An Introduction to Image Processing (Nov. 06, 2017)


We will study some specific ideas in the following general topics in image processing.


Digital image fundamentals

The term image refers to a 2D light-intensity function denoted by \(f(x,y)\), where the value or amplitude of \(f\) at spatial coordinates \((x,y)\) gives the intensity (brightness) of the image at that point.

The basic nature of \(f(x,y)\) can be characterized by two components:

  1. The amount of source light incident (illumination) on the scene:

\[ i(x,y) \text{ where } 0\leq i(x,y) \leq \infty \]

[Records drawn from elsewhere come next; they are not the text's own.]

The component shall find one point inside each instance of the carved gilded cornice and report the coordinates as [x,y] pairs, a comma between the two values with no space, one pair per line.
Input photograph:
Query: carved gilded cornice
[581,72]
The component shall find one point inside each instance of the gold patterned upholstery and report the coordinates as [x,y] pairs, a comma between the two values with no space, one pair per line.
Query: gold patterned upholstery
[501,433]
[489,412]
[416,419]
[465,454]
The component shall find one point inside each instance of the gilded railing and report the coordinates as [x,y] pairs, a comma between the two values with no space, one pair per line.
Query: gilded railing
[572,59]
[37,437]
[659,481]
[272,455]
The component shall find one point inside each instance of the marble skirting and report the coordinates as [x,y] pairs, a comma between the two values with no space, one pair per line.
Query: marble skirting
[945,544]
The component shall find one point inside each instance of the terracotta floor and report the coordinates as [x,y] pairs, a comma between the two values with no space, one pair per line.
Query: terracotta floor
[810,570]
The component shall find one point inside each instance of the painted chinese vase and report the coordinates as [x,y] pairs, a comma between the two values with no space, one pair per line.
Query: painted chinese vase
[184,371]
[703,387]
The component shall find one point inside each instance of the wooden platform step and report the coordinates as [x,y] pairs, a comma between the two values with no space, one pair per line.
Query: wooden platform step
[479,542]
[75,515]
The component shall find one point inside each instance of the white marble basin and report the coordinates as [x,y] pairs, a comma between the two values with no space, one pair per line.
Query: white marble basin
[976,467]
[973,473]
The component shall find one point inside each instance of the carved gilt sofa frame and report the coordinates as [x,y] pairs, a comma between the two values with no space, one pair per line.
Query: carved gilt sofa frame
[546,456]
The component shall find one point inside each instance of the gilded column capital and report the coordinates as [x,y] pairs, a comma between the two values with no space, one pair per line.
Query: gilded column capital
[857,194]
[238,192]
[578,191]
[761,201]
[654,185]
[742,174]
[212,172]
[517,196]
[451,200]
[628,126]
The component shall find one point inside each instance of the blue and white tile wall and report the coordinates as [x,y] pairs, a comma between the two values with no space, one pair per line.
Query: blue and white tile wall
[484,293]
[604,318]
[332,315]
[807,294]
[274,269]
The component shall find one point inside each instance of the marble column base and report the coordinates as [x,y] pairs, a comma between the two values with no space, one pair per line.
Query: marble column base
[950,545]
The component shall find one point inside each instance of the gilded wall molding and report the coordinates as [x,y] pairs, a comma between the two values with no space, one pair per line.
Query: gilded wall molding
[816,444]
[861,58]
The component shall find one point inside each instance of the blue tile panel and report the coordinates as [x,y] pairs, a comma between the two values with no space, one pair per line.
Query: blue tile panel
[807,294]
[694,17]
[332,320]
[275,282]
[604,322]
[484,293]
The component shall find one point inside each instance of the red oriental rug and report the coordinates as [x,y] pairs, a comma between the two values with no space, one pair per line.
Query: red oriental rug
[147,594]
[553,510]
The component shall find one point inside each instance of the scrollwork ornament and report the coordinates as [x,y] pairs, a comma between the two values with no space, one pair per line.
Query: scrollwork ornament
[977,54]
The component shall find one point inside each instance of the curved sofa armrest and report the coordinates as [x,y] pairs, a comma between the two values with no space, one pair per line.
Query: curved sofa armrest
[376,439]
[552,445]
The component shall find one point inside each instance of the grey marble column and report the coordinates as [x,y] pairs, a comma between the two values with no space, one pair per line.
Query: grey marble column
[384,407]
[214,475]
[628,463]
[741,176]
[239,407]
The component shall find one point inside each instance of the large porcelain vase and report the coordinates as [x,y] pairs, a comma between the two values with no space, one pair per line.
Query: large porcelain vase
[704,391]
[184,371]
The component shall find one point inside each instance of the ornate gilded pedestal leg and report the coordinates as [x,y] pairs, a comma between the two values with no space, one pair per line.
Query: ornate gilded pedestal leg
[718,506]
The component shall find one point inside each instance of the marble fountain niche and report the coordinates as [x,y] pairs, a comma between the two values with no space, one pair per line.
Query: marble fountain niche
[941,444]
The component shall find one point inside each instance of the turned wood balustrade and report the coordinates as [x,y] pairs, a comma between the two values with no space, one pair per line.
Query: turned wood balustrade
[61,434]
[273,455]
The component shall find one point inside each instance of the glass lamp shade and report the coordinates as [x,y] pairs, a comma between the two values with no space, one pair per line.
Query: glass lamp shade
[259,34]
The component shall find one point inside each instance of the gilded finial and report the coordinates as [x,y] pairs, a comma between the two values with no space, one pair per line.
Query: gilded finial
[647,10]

  1. The amount of light reflected (reflectance) by the objects:

\[ r(x,y) \text{ where } 0\leq r(x,y) \leq 1 \]

Total absorption \(r(x,y) = 0\) and \(r(x,y) = 1\) is never achieved.

The functions \(i(x,y)\) and \(r(x,y)\) combine as a product:

\[ f(x,y) = i(x,y)r(x,y) \text{ and hence } 0 \leq f(x,y) \leq \infty \]

In order for a computer to process an image, it has to be described as a series of numbers, each of finite precision. The digitization of \(f(x,y)\) is called:

  1. Image sampling when it refers to spatial coordinates \((x,y)\) and

  2. Quantisation when it refers to the amplitude of \(f(x,y)\)

The images are thus only sampled at a discrete number of locations with a discrete set of brightness levels.

The following is the height profile of Switzerland and sub-sampled height profile of Swiss.



Similarly, we can quantize the intensity along the red line:



to get the quantized version,



When considered together, the digitization process requires making decision about:

  1. the size of the image array \(N\times M\) and

  2. the number of discrete grey-levels \(G\) allowed for each pixel, \(f(x,y)\)

Thus,



is an image.

In digital image processing these quantities are usually powers of two, thus,

\(N = 2^n\), \(M = 2^m\) and \(G = 2^k\) for some \(n, m \text{ and } k\).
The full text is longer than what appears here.